In Katrina, we face something bigger than ourselves, completely beyond our control that threatens to reveal how much of life really is this way. So many are facing this in tangible, heart-rending ways, fighting for survival or wondering whether loved ones are lost. For all of us, there's the threat of a reality check that our minds quickly rally resources to lock down and tuck beneath the bed again. We make judgments that make us comfortable and start to put our perceptions back onto the well-worn tracks that make our worlds seem manageable. This should happen. That should not. "Bush is to blame" (with his evil weather powers). "The liberal media won't report on our state because they hate us." God only knows whether we believe a whit of it—we're just desperately trying to shrink it all down into something we can be sovereign over.
The fact that we've kidded ourselves into believing this can't happen here must ultimately bear some portion of the blame for the unprepared who now find themselves living a nightmare. Why wouldn't it happen here? Tragedies of great magnitude and deep loss take place across the globe on a regular basis, but for most of us they are numbers and images that flash across our screens for a moment, quickly pushed aside by more welcome Brads and Jens and Angelinas.

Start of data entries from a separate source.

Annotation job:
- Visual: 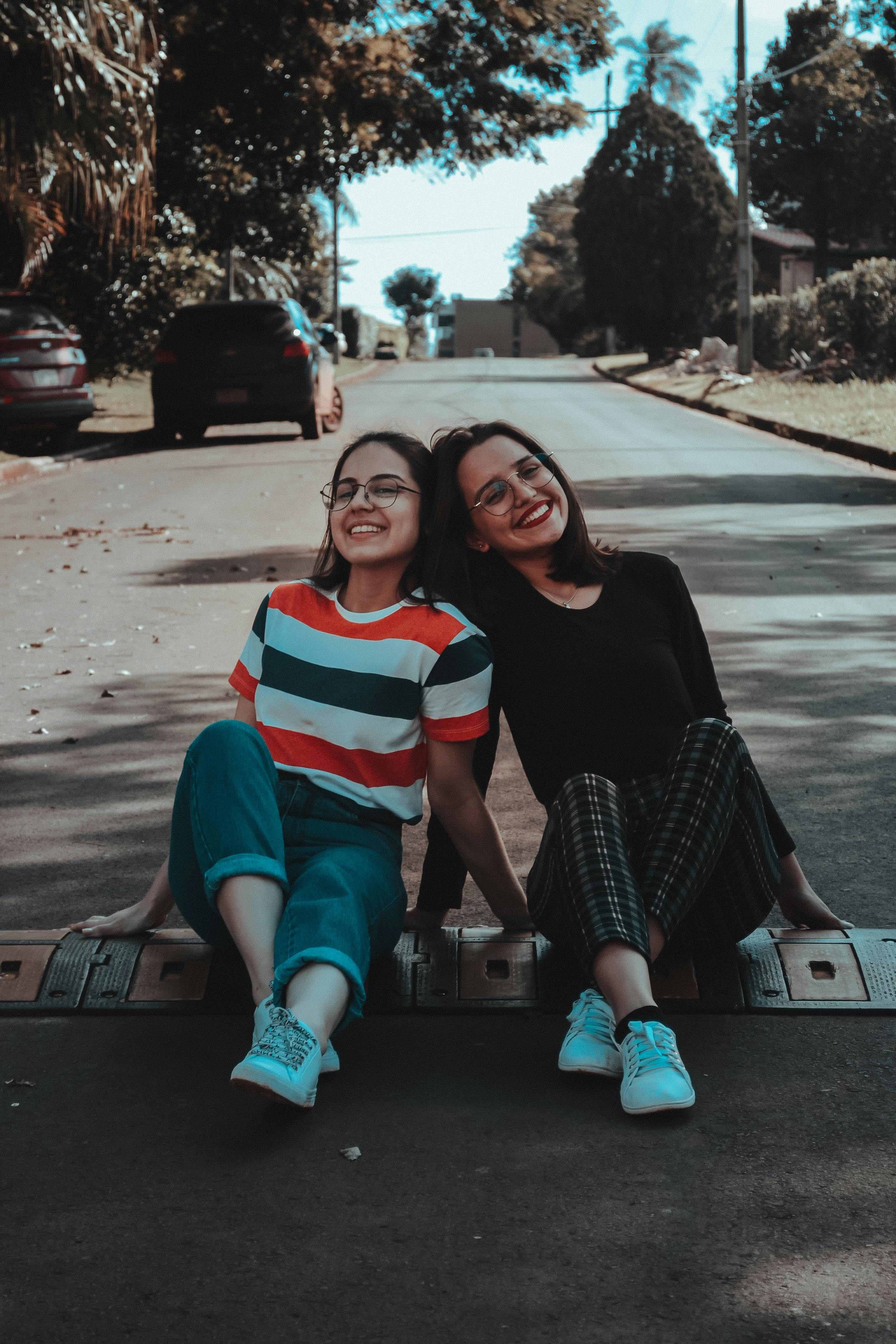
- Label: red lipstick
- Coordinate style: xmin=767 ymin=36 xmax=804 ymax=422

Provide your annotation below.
xmin=513 ymin=500 xmax=554 ymax=527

A Seattle newspaper earlier this week carried a one word headline: "Ungodly." I disagree. Anyone who's even bothered to casually leaf through the Old Testament can tell you this is extremely Godly. This is on His scale alone. Wrestling with its meaning ultimately brings us to wrestle with Him, to seek His face and His mercy, and to hope and trust in the promise of the Resurrection when the truths so many of us try to daily avoid come rushing at us from every corner. Wrestling with its reality gives us the opportunity to walk out whatever faith He's given us (or to realize it's missing and ask for it), to do justice, show mercy, and walk humbly with Him.
God isn't required to make His actions and rationales clear in our eyes. He has no obligation to answer for being God.